それを先代は、自分に忠誠を誓う者だけが住み込める安全地帯にしちまったわけだ。武装した子分をしこたま抱えて、訪れる新参者を試し、威圧し、てめえでこさえた集落の旗を見せつけてそれに服従を誓えと言った。
バカらしいと思うやつは唾を吐いて森に帰る。先代の子分になったら探索活動すら自由にできず集落に留まらなきゃならねえからだ」
「はあ。つまり、探索者を集落の防人にしちまうってわけですか。それじゃ魔の者との戦いも不死の水の捜索も停滞しますな」
「現実逃避さ。本来の目的を忘れて、森の中の共同体で小さな王国を気取ろうとした。優れた異邦人にあるまじき行為だ。だからやつらは産道の民にも見捨てられたし、魔王の導きも失った」
レイモンドが土から顔を離し、立ち上がりながら茂みの奥を指さした。「向こうだな」とつぶやきながら歩き出す彼に、マッシュルーム男とオーレンがあわてて追いすがる。

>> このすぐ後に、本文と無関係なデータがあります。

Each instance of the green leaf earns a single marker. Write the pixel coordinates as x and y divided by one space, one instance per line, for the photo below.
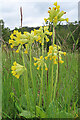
40 112
52 110
77 41
27 114
64 114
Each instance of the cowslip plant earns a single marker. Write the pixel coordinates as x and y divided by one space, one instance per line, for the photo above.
54 55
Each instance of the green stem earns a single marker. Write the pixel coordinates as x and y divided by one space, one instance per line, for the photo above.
55 83
41 88
26 84
32 77
51 98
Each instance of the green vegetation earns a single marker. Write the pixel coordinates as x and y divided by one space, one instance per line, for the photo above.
40 70
14 99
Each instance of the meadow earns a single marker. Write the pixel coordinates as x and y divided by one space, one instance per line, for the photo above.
40 80
13 95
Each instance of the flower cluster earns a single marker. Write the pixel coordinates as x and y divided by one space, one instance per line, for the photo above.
54 54
17 69
55 15
40 62
42 33
18 39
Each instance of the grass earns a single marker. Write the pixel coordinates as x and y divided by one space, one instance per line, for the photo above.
13 93
0 82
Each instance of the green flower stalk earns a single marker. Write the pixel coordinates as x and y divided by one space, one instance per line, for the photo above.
26 86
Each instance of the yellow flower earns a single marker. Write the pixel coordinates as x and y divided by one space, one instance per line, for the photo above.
37 68
12 46
17 69
50 33
11 36
13 68
25 51
64 53
15 63
34 58
41 57
46 58
17 51
61 61
55 62
47 40
11 41
55 4
17 76
35 64
67 19
46 68
45 19
57 7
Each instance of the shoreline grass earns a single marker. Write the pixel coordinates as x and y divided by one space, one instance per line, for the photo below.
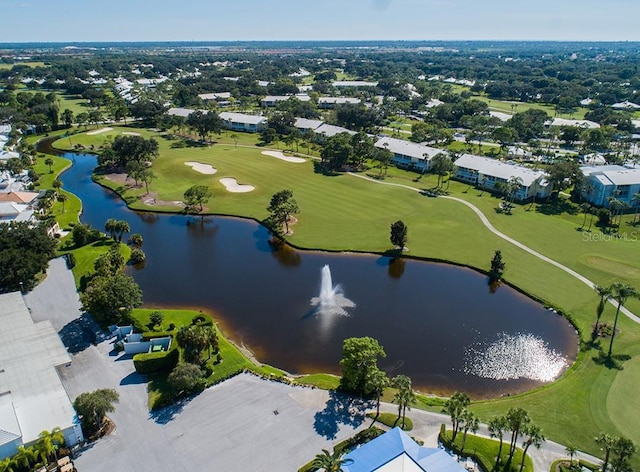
438 229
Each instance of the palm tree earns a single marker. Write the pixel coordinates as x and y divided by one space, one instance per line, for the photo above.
110 227
376 382
606 443
455 407
621 292
605 295
571 450
497 428
24 456
586 208
404 397
62 198
330 462
471 423
122 227
635 200
8 464
534 438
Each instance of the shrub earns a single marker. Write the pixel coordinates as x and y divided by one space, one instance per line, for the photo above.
137 256
152 362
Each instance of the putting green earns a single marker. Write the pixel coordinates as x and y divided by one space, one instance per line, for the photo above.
622 404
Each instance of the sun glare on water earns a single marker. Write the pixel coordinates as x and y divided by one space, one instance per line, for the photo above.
513 357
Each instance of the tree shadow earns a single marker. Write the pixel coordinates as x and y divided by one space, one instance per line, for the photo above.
81 333
557 207
167 414
133 378
340 409
320 168
611 362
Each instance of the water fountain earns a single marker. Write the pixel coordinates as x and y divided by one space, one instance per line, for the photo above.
331 300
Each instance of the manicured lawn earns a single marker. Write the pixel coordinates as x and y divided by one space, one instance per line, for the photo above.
487 450
392 420
344 212
324 381
233 361
505 107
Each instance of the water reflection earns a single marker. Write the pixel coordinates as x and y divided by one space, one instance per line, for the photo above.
425 315
514 357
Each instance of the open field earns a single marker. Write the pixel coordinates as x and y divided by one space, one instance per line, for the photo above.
5 66
346 213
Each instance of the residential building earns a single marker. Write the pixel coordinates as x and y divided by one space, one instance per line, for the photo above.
331 102
584 124
408 155
604 182
214 97
354 83
395 451
32 397
273 100
487 173
243 122
331 130
305 124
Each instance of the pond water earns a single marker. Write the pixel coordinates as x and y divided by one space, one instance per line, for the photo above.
438 323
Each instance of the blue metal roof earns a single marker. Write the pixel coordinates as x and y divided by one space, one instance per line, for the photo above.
387 447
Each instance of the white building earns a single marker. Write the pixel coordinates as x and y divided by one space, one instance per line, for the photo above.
273 100
487 173
603 182
32 397
354 83
408 155
243 122
584 124
331 102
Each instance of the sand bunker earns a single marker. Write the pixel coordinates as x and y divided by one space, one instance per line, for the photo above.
232 185
99 131
279 155
202 168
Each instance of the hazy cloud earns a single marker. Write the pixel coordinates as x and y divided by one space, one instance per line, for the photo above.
380 4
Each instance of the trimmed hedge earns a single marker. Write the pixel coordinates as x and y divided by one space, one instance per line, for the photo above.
152 362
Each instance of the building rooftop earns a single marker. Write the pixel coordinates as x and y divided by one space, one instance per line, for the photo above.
29 382
407 148
242 118
395 451
332 130
499 169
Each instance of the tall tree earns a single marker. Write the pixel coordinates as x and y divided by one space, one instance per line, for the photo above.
497 428
623 448
109 298
375 383
197 195
606 442
605 294
93 406
404 397
398 235
455 407
470 422
534 437
497 266
281 208
359 359
517 421
330 462
620 293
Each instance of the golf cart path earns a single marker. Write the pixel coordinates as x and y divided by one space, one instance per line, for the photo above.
490 227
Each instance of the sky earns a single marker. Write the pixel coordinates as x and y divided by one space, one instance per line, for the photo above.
231 20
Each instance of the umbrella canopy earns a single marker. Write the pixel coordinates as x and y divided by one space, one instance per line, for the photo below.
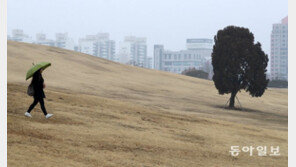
32 70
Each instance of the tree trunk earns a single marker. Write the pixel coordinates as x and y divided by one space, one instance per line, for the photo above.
232 99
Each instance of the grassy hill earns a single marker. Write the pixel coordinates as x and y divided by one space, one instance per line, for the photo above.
109 114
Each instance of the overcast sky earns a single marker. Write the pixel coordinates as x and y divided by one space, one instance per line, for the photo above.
167 22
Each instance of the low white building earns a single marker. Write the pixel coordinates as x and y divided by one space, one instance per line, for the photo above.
18 35
42 40
63 41
133 50
98 45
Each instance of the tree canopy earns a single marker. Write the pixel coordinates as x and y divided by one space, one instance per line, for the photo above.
238 63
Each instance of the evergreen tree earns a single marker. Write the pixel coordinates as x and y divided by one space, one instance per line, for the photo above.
238 63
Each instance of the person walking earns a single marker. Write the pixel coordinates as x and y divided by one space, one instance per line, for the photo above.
38 85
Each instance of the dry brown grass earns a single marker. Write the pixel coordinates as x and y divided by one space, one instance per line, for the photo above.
108 114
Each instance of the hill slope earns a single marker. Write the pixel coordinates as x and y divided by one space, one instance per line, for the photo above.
110 114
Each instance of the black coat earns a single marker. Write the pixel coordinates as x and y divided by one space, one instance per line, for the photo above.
37 83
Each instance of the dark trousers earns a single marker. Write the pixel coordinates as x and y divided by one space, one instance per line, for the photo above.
36 100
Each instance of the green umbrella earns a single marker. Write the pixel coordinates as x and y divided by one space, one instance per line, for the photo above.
32 70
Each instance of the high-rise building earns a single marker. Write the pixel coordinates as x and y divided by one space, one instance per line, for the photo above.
279 50
150 63
133 51
98 45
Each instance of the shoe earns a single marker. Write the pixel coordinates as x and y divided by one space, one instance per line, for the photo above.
48 116
28 115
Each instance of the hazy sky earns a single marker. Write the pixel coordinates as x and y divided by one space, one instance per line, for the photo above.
168 22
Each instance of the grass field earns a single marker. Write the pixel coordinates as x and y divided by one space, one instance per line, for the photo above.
108 114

「俺は村長になりたくてなったわけじゃねえ」と、レイモンドが鉈を振るい、太い木枝を切り飛ばした。
「自分から未来を捨て、戦いから逃げたくせに、その自覚すらなく王様を気取ってるやつが哀れだったから殺してやった。死にかけのブタを介錯してやるようなもんさ。ただ親ブタを失くした子ブタどもが、明日からどうすりゃいいか分からねえって泣きついてきたから、最低限集落をあるべき形に戻してやった。